Cephalus and Procris is another “silvery” engraving after a late landscape by Claude Lorrain that Herman Melville framed to display in his own home; this frame is of wood, painted a dull gold. This folio print was engraved in 1779 by John Browne, who had been a fellow apprentice with Woollett. Browne’s Cephalis and Procris not only resembles Woollett’s Enchanted Castle in size, date, and place of production; the painting it reproduces also dates from the same year: 1664. 


Claude’s Landscape with Cephalus and Procris reunited by Diana (Roethlisberger, LV 163) was the last, purest, and most meditative of four separate paintings in which Claude illustrated the mythological story of Cephalus and Procris from Ovid’s Metamorphosis. As with his Landscape with Psyche and the Palace of Amor in the same year, he reduced his subject to its simplest, most evocative elements. Here, too, Claude has given his own personal twist to a well-known story; he is the only painter to have included the figure of Diana in the lovers’ reunion, an element not present in his Ovidian source (Russell, 1982, 181).


In the first half of Ovid’s story, Procris had sought refuge with Diana the huntress, the goddess of chastity, after Cephalus, her husband, had falsely suspected her of infidelity.

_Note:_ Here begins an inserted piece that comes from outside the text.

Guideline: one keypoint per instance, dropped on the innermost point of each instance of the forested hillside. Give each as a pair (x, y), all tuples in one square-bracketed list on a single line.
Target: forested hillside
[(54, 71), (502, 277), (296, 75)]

When Procris is finally prepared to return to her husband, Diana presents her with a dog and a spear. Procris presents these to Cephalus in the reunion as Claude depicts it. Diana herself stands between the two lovers, with a young boy holding the spear on one side, and deer in a shady glade on the other. This shady glade would seem to be even more a “bower of balm” than Psyche’s seaside bower, also enlivened by deer and stags.


After this stately moment of reconciliation, the one Claude chose to fix on canvas, Ovid’s story enacts a tragic reversal, for now it is Procris who will doubt her husband’s fidelity. She will hide herself in foliage to observe him and he, hearing a rustling noise, will dart the divine spear, finding his lover’s heart. This denouement is absent from Claude’s painting, but it would have been present in the painter’s mind, and in the collective mind of his audience, giving added poignance to the depicted moment of reconciliation. Claude’s inclusion of Diana herself gives the fateful reunion an added interpretive edge, augmenting her divine complicity in the tragic destiny of the pointed spear. 


On the plot level, Cephalus and Procris would seem to be the opposite of Melville’s Urania, for they have dared to love. In the moment depicted by Claude, they even seem to embody the rare good fortune of two “matching halves” that do manage to “meet and mate.”  The delicacy of their hands as they join to take the leash of the dog is touching, with no current reason to fear the upright sword held by the boy. Yet such is “the dicing of blind fate” that these reunited “human integers,” too, will soon be “cloven asunder,” enacting their own irreversible intersection of “Cosmic jest” with “Anarch blunder” (NN PP 259).


Claude presumably thought deeply about how the Cephalus and Procris story related to the Psyche and Amor story as he painted them both in 1664. So, presumably, did Herman Melville as he wrote “After the Pleasure Party” with these late, framed, Claudean landscapes displayed in his home. In each of these “silvery” engravings, as in the “starlit” vigil of his female protagonist who will be “silvered no more,” the rich promise of human sexuality is undone by human fallibility in conjunction with divine cupidity.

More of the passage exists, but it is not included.